Zu Beginn des 20. Jahrhunderts: Soldaten marschieren über den Bismarckplatz zur damals nahe gelegenen Moltkekaserne (oben). Nach dem Zweiten Weltkrieg: Frauen kaufen auf dem Markt am Bismarckplatz ein. Foto: Stadtarchiv Stuttgart

Die Initiative Stadtraum West plant eine Ausstellung mit historischem Bildmaterial aus Stuttgart-West und sucht noch Fotos. Dieser Ausflug in die Vergangenheit soll auch dabei helfen neue Ideen für den Stadtteil zu entdecken.

S-West - Zu Beginn des 20. Jahrhunderts war der Bismarckplatz eine großzügige Fläche, durchgehend gepflastert, von Bäumchen gesäumt und quasi gleichberechtigt von Schwab-, Vogelsang- und Elisabethenstraße durchkreuzt. Heute sind Vogelsang- und Elisabethenstraße gekappt. Geblieben ist – leicht zugespitzt formuliert – eine dominante Schwabstraße, die den Platz zerteilt in zwei Verkehrsinseln zerteilt, in eine mit mehr und eine mit weniger Sitzgelegenheiten. Alte Ansichten öffentlicher Plätze geben den Betrachtern nicht bloß eine Vorstellung davon, wie der Raum früher einmal geordnet war. Sie zeigen auch eine andere Interpretation des Ortes auf, andere Möglichkeiten, einen Platz zu organisieren. Kurzum: alte Postkarten können bei der Neugestaltung von Plätzen Denkanstöße geben.

Historische Fotos können hilfreich für neue Ideen sein

Das war einer der Gründe, weshalb sich Christine und Eckhard Ernst daran machten, historische Fotos vom Stuttgarter Westen zu sichten und zu sammeln. Das Ehepaar engagiert sich in der „Initiative Stadtraum West“, einer Gruppe aus Architekten und Stadtplanern, die sich mit Sanierungsgebiet Stuttgart 28 befasst, insbesondere mit der Neugestaltung des Bismarckplatzes und der Gegend rund um die Elisabethenanlage als Mitte des Westens. Gemeinsam mit dem Stuttgarter Stadtarchiv plant die Initiative eine Ausstellung mit historischen Fotos aus dem Stuttgarter Westen.

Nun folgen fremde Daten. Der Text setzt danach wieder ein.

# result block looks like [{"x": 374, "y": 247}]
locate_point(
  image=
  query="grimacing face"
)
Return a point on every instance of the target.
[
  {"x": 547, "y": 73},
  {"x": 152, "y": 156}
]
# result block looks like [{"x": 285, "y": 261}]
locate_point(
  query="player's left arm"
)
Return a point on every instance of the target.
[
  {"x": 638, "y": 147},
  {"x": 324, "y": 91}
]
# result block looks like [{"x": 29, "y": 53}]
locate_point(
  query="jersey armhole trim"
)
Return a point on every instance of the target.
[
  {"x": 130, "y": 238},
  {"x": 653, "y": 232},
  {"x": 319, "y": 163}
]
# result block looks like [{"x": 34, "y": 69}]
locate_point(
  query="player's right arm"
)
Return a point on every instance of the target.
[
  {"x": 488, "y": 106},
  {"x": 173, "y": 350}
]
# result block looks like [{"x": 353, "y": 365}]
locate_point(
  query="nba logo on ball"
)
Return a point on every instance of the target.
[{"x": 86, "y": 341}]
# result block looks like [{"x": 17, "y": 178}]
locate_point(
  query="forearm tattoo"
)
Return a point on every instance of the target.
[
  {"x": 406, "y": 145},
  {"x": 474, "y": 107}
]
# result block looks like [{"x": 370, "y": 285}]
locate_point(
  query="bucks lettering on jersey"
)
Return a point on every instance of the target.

„Vor der Neugestaltung zentraler Flächen, wie etwa dem Bismarckplatz, wollen wir anhand von historischen Fotografien einen Blick in den öffentlichen Raum der Gründerzeit und der Folgejahre werfen“, erklärt der Diplomingenieur und Planer Eckhard Ernst. „Eine Reihe interessanter, teilweise meines Wissens nach unveröffentlichter Fotos haben wir bereits im Stadtarchiv und anderen Quellen recherchiert.“ Im vergangenen Sommer hatte wir die Initiative im Anschluss an einen Stadtspaziergang im Sanierungsgebiet im Westquartier getagt und zur Dekoration eine alte Fotos aufgehängt. „Dabei hat sich gezeigt, dass die historischen Aufnahmen auf sehr großes Interesse der Westler gestoßen sind, was uns veranlasst hat, das Thema zu vertiefen.“ Die Idee zur Ausstellung entstand.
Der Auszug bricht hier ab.